Dès la fin de l’été, Mourad espérait partir au plus vite de cette petite baraque. Mais il était aussi inquiet d’être délogé par le propriétaire du grand terrain vague. Julian, un ami d’Ahmet, qui vivait dans une tente sur un terrain densément boisé entre un parc et une autoroute, a surpris un après-midi deux policiers en train de lacérer les bâches qui la protégeaient, lui ordonnant alors de « dégager »7. Craignant qu’ils reviennent, il l’a déplacée plus à l’intérieur du terrain afin de la camoufler entièrement. Dissimulée par la végétation, sa tente de couleur verte était quasi invisible depuis l’autoroute et depuis le parc. Ces actes hostiles de policiers ou de propriétaires de terrain, à la marge des cadres légaux, s’inscrivent dans un contexte de politiques publiques répressives à l’encontre des habitant·es des campements et des bidonvilles8, souvent expulsé·es des terrains sur décision de justice quelques mois après leur installation. Sans alternatives satisfaisantes, les délogements et les expulsions vulnérabilisent et précarisent la situation de celles et ceux qui vivent sur ces terrains délaissés, les obligeant à se créer un abri ailleurs. Ces exilés peuvent aussi en partir avant d’être délogés en raison de visites inquiétantes ou des conditions matérielles rudimentaires.

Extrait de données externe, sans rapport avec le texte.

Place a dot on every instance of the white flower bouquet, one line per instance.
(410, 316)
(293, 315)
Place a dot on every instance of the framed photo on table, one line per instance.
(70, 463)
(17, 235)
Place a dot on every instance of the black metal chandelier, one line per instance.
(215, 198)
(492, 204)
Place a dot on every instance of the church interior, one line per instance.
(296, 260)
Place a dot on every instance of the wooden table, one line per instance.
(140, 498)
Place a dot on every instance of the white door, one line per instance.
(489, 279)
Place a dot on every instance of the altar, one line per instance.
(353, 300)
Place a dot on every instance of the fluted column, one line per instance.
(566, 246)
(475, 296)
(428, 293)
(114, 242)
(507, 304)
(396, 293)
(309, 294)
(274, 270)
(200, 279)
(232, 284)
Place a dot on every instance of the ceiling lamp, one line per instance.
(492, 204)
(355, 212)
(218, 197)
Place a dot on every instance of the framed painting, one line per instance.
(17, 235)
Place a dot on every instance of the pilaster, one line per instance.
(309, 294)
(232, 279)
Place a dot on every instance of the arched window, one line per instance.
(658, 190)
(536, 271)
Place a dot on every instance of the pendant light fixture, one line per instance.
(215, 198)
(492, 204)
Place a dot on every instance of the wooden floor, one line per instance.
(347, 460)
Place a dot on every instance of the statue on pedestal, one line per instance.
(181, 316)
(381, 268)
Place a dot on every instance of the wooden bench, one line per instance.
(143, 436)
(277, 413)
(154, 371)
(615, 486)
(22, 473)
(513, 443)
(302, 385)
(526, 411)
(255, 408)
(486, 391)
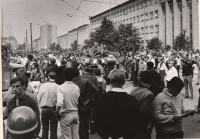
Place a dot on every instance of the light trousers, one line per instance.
(69, 124)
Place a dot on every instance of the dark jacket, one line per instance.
(92, 78)
(87, 88)
(60, 75)
(117, 115)
(187, 68)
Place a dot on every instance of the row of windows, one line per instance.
(149, 29)
(136, 19)
(127, 10)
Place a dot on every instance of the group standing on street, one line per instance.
(64, 88)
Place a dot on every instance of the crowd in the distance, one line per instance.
(63, 88)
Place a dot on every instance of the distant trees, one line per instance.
(154, 44)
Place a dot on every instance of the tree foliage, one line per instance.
(182, 41)
(154, 44)
(74, 45)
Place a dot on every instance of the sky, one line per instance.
(18, 14)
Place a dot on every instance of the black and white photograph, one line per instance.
(100, 69)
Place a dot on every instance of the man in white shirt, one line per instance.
(67, 105)
(172, 72)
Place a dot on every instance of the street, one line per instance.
(191, 126)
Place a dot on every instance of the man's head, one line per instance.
(117, 78)
(171, 63)
(175, 86)
(18, 85)
(70, 73)
(97, 72)
(150, 65)
(145, 77)
(21, 72)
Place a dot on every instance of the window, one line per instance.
(146, 3)
(142, 30)
(138, 6)
(156, 14)
(138, 18)
(141, 5)
(151, 2)
(133, 19)
(151, 29)
(146, 16)
(142, 17)
(126, 10)
(130, 8)
(133, 7)
(156, 28)
(146, 30)
(151, 15)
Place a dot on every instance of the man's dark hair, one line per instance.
(70, 73)
(52, 75)
(53, 61)
(30, 57)
(97, 72)
(176, 82)
(99, 61)
(146, 77)
(20, 79)
(63, 62)
(150, 65)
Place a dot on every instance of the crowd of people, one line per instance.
(64, 88)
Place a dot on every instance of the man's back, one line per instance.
(117, 115)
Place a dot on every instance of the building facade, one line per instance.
(63, 41)
(48, 35)
(36, 44)
(164, 19)
(12, 40)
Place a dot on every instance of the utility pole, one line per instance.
(31, 37)
(2, 26)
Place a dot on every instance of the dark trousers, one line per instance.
(48, 118)
(174, 135)
(135, 77)
(162, 76)
(84, 119)
(178, 69)
(198, 107)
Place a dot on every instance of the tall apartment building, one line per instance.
(12, 40)
(63, 41)
(48, 35)
(37, 44)
(156, 18)
(80, 34)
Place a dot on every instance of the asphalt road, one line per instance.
(191, 126)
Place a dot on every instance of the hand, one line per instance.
(177, 117)
(58, 117)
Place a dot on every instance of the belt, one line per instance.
(48, 107)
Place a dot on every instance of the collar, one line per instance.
(117, 90)
(165, 90)
(68, 82)
(22, 98)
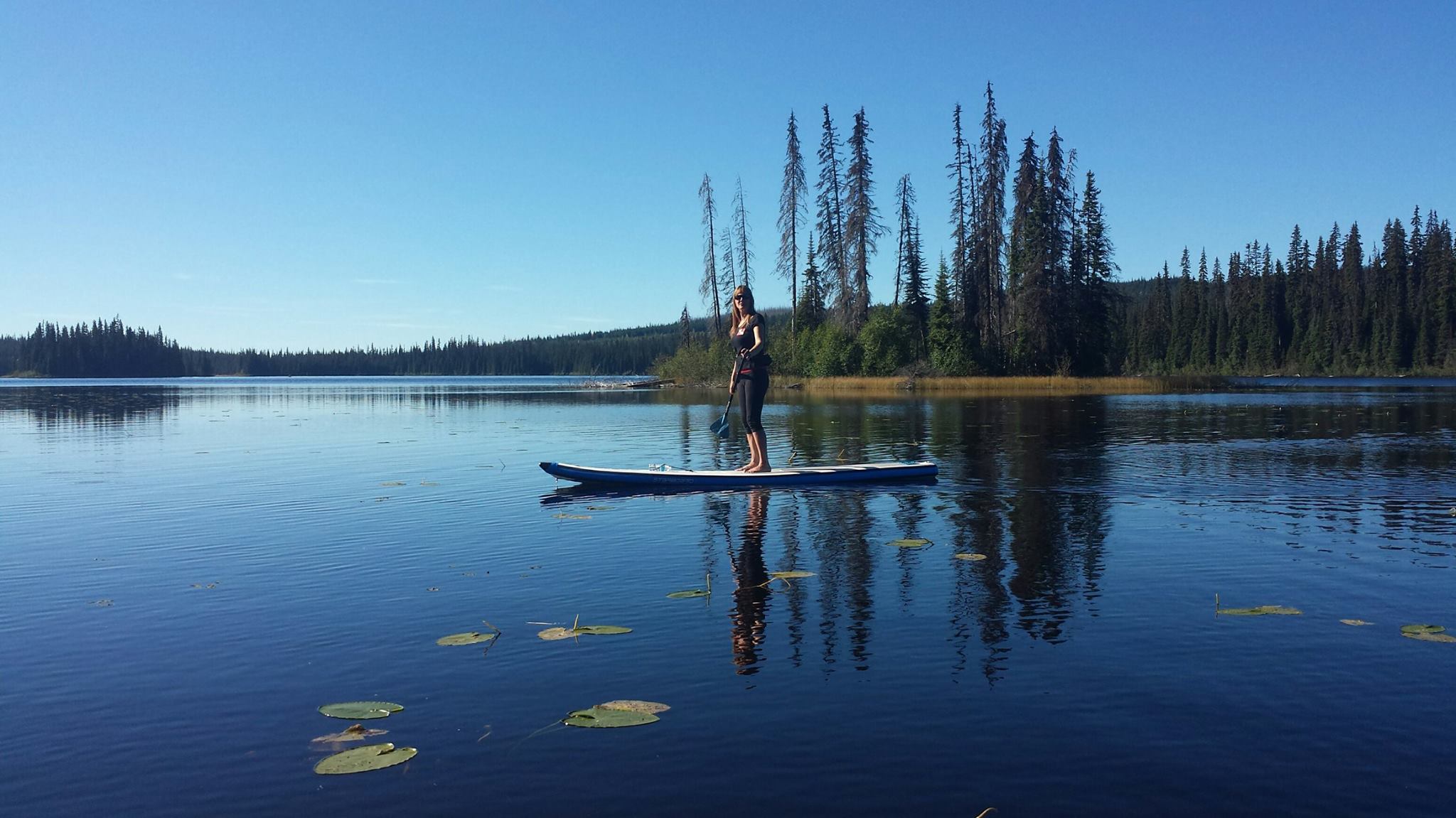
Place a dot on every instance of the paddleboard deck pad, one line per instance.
(793, 476)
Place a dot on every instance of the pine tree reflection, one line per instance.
(972, 438)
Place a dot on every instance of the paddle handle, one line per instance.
(733, 383)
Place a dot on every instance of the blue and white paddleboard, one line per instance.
(793, 476)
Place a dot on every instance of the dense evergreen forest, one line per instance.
(1033, 291)
(114, 350)
(1027, 291)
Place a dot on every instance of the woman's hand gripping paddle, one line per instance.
(721, 424)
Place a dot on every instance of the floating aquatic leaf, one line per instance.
(554, 633)
(365, 759)
(1430, 637)
(637, 706)
(1414, 629)
(608, 718)
(1261, 610)
(601, 629)
(471, 638)
(1426, 633)
(357, 733)
(355, 711)
(708, 580)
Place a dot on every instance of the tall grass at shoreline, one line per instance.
(1010, 384)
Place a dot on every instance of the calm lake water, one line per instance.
(190, 568)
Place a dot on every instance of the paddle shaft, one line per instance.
(733, 384)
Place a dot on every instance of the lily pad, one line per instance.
(637, 706)
(357, 733)
(1261, 610)
(1426, 633)
(601, 629)
(365, 759)
(608, 718)
(355, 711)
(554, 633)
(471, 638)
(1414, 629)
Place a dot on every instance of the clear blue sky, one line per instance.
(301, 173)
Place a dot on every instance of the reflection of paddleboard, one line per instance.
(796, 476)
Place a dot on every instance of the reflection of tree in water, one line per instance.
(972, 441)
(1032, 472)
(839, 529)
(1047, 533)
(100, 407)
(1057, 523)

ENTRE HOSTILITÉS ET STIGMATES
Ces abris sont incertains, et c’est pour qu’ils durent le plus longtemps possible que ces hommes les installent dans des endroits cachés ou pour le moins discrets. Cette invisibilité matérielle et spatiale est un élément stratégique de « refuge »9 dans un contexte politique et social hostile. Mais elle n’empêche pas les intrusions et les vols, par exemple de shampoings, de vêtements, ou de téléphones, qui accentuent l’insécurité qu’ils ressentent et le caractère inhabitable de ces espaces vulnérables. Ces conditions de vie très précaires sont perçues par ces exilés comme étant « la misère », « pas normales ». Ils éprouvent des sentiments de honte et de déclassement social, qui les poussent aussi à dissimuler les abris dans lesquels ils vivent, et plus largement leurs conditions de vie à leurs connaissances et à leurs proches. « Quand j’habitais dehors, je me cachais, je cherchais un endroit caché ! C’est la honte ! » m’explique Ahmet. L’invisibilité des habitats est également une protection de soi vis-à-vis du regard d’autrui. Elle n’est alors plus seulement matérielle et spatiale, elle est aussi sociale. Les dissimulations pour gérer des sentiments de honte ou un stigmate sont des techniques répandues. Mais, concernant ces hommes, elles les isolent de relations sociales et affectives qui pourraient leur procurer une protection et du réconfort. « Avant je sortais beaucoup, me dit Mourad, qui a vécu cinq ans dans des studios à Paris. Maintenant c’est très rare. J’ai pas envie que ceux qui vivent normalement, dans des appartements, sachent que je vis comme ça… Et je peux pas vraiment me faire des amis, je peux pas les inviter ici. »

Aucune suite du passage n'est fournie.